Japan Research Monograph, 17. Berkeley: Institute of East Asian Studies, University of California, 2013. xiii, 245 pp. (Figures, tables.) US$25.00, paper. ISBN 978-1-55729-105-9.
At the beginning of 2013 two separate stories regarding corporal punishment (taibatsu) in sport led the Japanese media headlines. The first involved the suicide of a high school student and captain of the basketball team, allegedly in response to being subjected to relentless and excessive physical punishment at the hands of the team’s 47-year-old coach, who was also a teacher at the school. The second involved 15 female judoka or judo athletes, including competitors from the London Olympics, who filed a collective letter of complaint to the Japanese Olympic committee against two coaches for using excessive physical violence and power harassment. The minister for Education, Culture, Sport, Science and Technology, Shimomura Hakubun, described the situation around these scandals as the “biggest crisis in Japan’s sport history,” stating that it was “necessary for Japan to clearly demonstrate it has eliminated violence from the sports world with its own self-cleansing functions” (Yomiuri, Feb 6, 2013).
The case of corporal punishment in Japanese sport is rendered even more unusual by the fact that it has been banned from educational settings first in 1879, and continuously since 1941. So how and why does corporal punishment persist in schools and sports clubs across Japan? This is the question Aaron Miller sets out to answer in his excellent book Discourses of Discipline. Based on long-term participant observation fieldwork in a university basketball club, grounded further in his experiences of teaching in Japanese schools and working in higher education, and drawing on extensive historical data, Miller has produced a rich and informative analysis of the practices and meanings of corporal punishment in the Japanese context. With a good degree of critical reflexivity, and adopting an anthropological approach to the question, Miller offers an interpretation, rather than an explanation, of corporal punishment, and in so doing avoids the traps of essentialism and cultural comparison.
As the book develops it is clear that the more one tries to understand and define taibatsu the more ambiguous and slippery it becomes. Indeed its origins appear to be a Japanese response to the modernization and engagement with foreign education systems rather than an indigenous concept. Prior to the Meiji Restoration taibatsu was not part of the educational vocabulary and, whilst there were forms of physical punishments in both temple and samurai schools during the Edo period, it is argued that the preference in these settings was for non-violent forms of sanction. Considering the central role of the samurai class in Meiji educational reform, and especially in the establishment of sports clubs in education, it seems likely that corporal punishment would have been absent from educational practice.
From this point onwards Miller provides an extensive historical and ethical contextualization of the practice of corporal punishment in education.
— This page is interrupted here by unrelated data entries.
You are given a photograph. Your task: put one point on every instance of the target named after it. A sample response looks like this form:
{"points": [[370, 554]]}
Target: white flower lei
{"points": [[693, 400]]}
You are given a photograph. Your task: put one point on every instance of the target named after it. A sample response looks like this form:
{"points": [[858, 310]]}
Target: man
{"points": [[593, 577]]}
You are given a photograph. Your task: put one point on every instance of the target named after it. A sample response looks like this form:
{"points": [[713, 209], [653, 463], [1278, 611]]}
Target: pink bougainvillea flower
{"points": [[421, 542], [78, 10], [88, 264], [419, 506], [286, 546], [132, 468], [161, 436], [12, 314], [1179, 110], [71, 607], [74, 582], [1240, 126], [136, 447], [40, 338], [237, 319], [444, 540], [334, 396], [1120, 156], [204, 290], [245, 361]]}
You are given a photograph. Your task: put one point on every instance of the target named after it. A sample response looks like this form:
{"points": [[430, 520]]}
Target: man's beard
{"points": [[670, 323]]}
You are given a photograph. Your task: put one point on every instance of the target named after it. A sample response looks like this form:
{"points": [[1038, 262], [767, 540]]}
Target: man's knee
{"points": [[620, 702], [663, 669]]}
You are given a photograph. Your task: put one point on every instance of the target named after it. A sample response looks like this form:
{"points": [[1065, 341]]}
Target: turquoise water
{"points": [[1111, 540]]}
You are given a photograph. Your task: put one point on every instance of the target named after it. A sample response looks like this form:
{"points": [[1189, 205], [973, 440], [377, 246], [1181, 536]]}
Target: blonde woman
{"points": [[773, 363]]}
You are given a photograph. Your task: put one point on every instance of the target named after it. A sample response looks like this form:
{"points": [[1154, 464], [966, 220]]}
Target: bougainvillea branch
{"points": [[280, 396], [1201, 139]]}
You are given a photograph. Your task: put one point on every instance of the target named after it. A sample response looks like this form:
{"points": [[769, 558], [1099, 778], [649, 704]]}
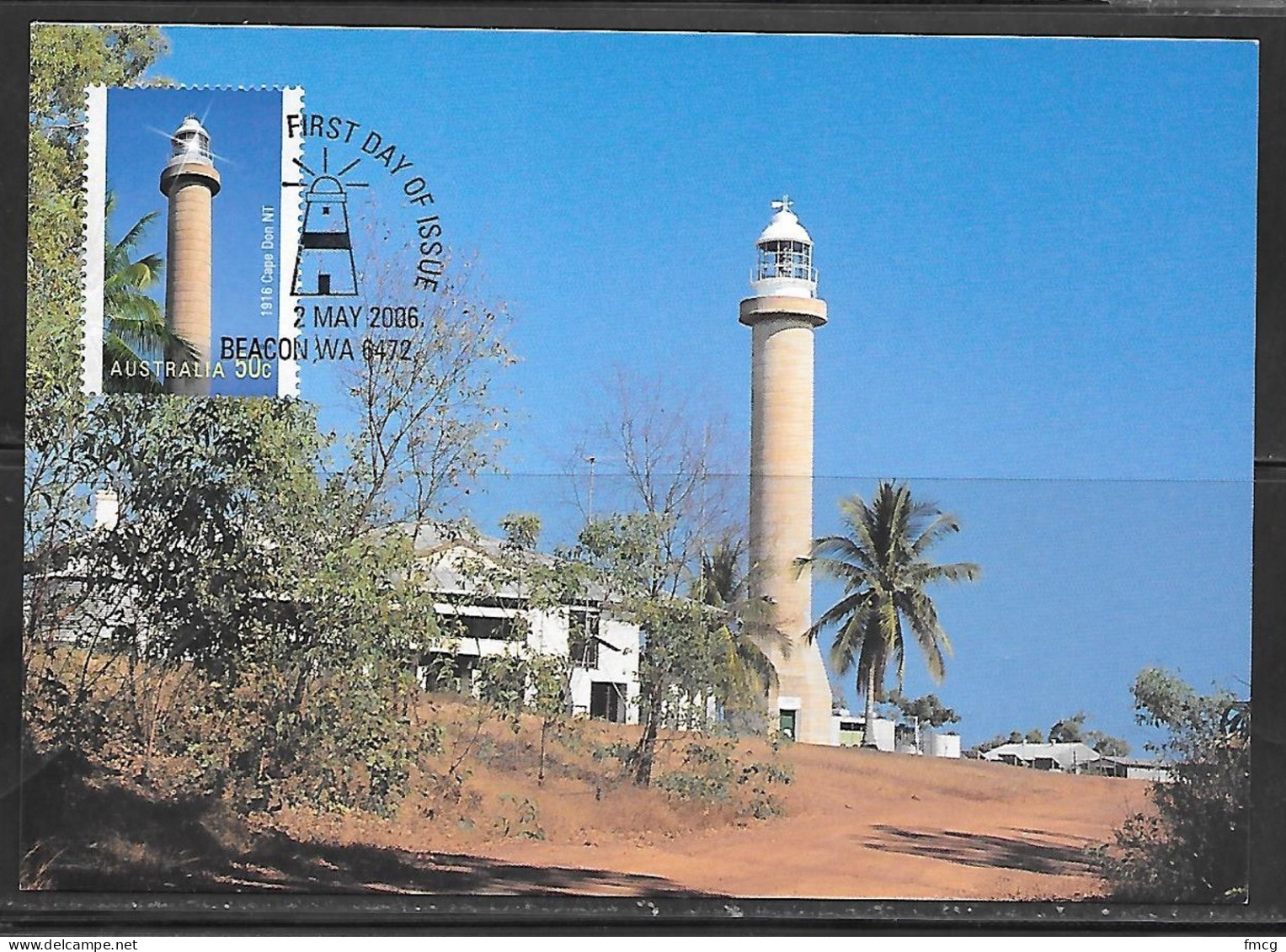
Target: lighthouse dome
{"points": [[783, 226], [783, 265], [190, 144]]}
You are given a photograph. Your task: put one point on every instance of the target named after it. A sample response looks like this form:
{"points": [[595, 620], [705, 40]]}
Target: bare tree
{"points": [[655, 455], [427, 420]]}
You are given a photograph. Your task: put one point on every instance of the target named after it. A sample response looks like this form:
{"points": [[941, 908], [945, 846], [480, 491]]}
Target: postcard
{"points": [[676, 465]]}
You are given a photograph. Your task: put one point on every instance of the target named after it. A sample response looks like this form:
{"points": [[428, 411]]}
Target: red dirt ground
{"points": [[859, 825], [871, 825]]}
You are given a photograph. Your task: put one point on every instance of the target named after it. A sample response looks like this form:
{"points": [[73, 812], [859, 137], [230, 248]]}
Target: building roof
{"points": [[1066, 756], [456, 561]]}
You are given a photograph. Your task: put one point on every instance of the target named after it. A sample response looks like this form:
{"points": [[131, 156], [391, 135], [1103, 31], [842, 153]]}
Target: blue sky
{"points": [[1038, 258], [244, 136]]}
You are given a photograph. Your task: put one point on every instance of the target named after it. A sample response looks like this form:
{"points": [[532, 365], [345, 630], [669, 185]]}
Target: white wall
{"points": [[617, 659]]}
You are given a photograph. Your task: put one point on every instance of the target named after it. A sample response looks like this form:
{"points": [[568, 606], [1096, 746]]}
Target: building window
{"points": [[583, 637], [472, 627], [607, 700]]}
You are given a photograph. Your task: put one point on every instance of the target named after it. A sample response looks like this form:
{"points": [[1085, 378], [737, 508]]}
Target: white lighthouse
{"points": [[782, 315], [190, 181]]}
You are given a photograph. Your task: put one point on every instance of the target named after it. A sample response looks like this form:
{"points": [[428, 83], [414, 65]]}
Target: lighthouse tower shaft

He positions corporal punishment within a broader language of disciplining techniques and in doing so highlights the diversity of pedagogical styles at work in Japanese sports, from authoritarian (“bushido”) to liberal (“scientific”) coaches. It is here that the real strength of this book comes through as Miller considers the various cultural explanations for the use of corporal punishment. He addresses the scope of “uniquely” Japanese (samurai ethos, groupism, ascetic practice, character building, etc.) reasons for the continuing practice of corporal punishment and then proceeds to expose such approaches as limited in empirical evidence, being generalizations, and indeed characteristics of sports in many other cultural contexts.
In countering the various nihonjinron explanations of corporal punishment Miller utilizes the work of Michel Foucault to pose an alternative point of view. Corporal punishment is a discourse: linguistic, legal, symbolic and physical. As such it is a power relation that works through the subjectification of the individual bodies it interacts with. Understanding corporal punishment as a form of “bio-power” is effective in explaining, for example, why those who are victims of corporal punishment often do not recognize that they are victims (and may even come to be grateful for their beatings), or how others come to internalize the demands of coaches and adapt their behaviour accordingly.
As promised in the beginning, this book does not pose a solution for the corporal punishment problem. What it does is present a thorough contextualization and rethinking of the issue and in doing so paves the way for others to find the answers. In this sense the book offers policy makers, educators and coaches a way to reconsider corporal punishment and perhaps, as the minister suggests, facilitate Japanese sports’ “self-cleansing functions.” It would be essential reading for anyone interested in Japanese sport and, considering other issues and problems (bullying, school refusal, and drop-out) faced in Japanese education, a way of examining various problematic relationships of power. Finally this book exposes the culturalist shortcomings in explaining violence in a given society. One would contend that this approach could be adapted to other settings and situations where violence becomes institutionalized.